Sequence to Sequence Learning with Neural Networks

Using LSTMs for general sequence-to-sequence problems

Deep neural networks are powerful machine learning models that achieve excellent performance on difficult problems. If there exists a parameter setting of a large DNN that achieves good results, supervised backpropagation will find these parameters and solve the problem.

The Problem

Many important problems are best expressed with sequences whose lengths are not known a-priori. For example, speech recognition and machine translation are sequential problems.
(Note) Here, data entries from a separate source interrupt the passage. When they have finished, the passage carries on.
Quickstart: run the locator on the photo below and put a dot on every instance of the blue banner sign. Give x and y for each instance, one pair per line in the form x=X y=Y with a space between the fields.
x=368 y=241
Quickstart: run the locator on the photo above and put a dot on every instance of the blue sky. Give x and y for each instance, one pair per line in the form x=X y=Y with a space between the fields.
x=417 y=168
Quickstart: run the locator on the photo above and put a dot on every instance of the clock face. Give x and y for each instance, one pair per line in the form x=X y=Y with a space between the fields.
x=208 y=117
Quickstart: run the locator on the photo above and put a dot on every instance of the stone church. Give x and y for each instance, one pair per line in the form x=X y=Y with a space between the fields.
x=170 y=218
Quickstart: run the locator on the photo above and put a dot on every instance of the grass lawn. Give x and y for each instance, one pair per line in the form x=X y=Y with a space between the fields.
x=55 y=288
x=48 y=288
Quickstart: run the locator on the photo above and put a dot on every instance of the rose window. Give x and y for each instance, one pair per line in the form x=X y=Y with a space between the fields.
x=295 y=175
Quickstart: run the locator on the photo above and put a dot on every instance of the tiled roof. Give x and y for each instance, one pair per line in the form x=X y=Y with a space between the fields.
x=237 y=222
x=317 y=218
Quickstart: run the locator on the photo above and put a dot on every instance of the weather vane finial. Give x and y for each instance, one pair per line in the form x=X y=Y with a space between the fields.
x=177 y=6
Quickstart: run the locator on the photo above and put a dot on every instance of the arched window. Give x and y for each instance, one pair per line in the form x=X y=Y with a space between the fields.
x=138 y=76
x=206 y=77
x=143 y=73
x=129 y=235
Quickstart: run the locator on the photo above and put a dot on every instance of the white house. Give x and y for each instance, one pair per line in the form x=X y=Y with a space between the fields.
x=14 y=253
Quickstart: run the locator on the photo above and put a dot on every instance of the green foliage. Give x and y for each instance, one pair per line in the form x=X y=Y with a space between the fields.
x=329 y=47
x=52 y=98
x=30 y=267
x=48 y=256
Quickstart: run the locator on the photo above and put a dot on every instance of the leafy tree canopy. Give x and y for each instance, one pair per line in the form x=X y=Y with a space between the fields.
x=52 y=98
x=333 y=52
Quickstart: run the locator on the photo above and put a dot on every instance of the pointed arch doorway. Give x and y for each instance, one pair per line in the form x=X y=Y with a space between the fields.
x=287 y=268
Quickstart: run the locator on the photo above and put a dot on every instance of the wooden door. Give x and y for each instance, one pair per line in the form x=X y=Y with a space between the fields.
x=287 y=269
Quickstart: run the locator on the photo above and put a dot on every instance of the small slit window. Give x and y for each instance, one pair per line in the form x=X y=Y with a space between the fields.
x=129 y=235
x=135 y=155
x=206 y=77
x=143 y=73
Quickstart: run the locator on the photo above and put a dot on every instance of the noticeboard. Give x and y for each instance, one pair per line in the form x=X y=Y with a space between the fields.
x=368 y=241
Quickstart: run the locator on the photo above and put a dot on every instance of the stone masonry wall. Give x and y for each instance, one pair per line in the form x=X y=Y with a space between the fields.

Likewise, question-answering can also be seen as mapping a sequence of words representing the question to a sequence of words representing the answer.

The Approach

The core idea is to use one LSTM to read the input sequence, one timestep at a time, to obtain a large fixed-dimensional vector representation, and then use another LSTM to extract the output sequence from that vector.

The second LSTM is essentially a recurrent neural network language model, except that it is conditioned on the input sequence.

Key Properties

  • The LSTM learns to map an input sequence of variable length into a fixed-dimensional vector representation
  • The encoder-decoder architecture separates input processing from output generation
  • Attention mechanisms (in later work) address limitations of fixed-size representations

Related Work

  • Kalchbrenner and Blunsom, "Recurrent continuous translation models" (EMNLP, 2013)
  • Cho et al., "Learning phrase representations using RNN encoder-decoder for statistical machine translation" (2014)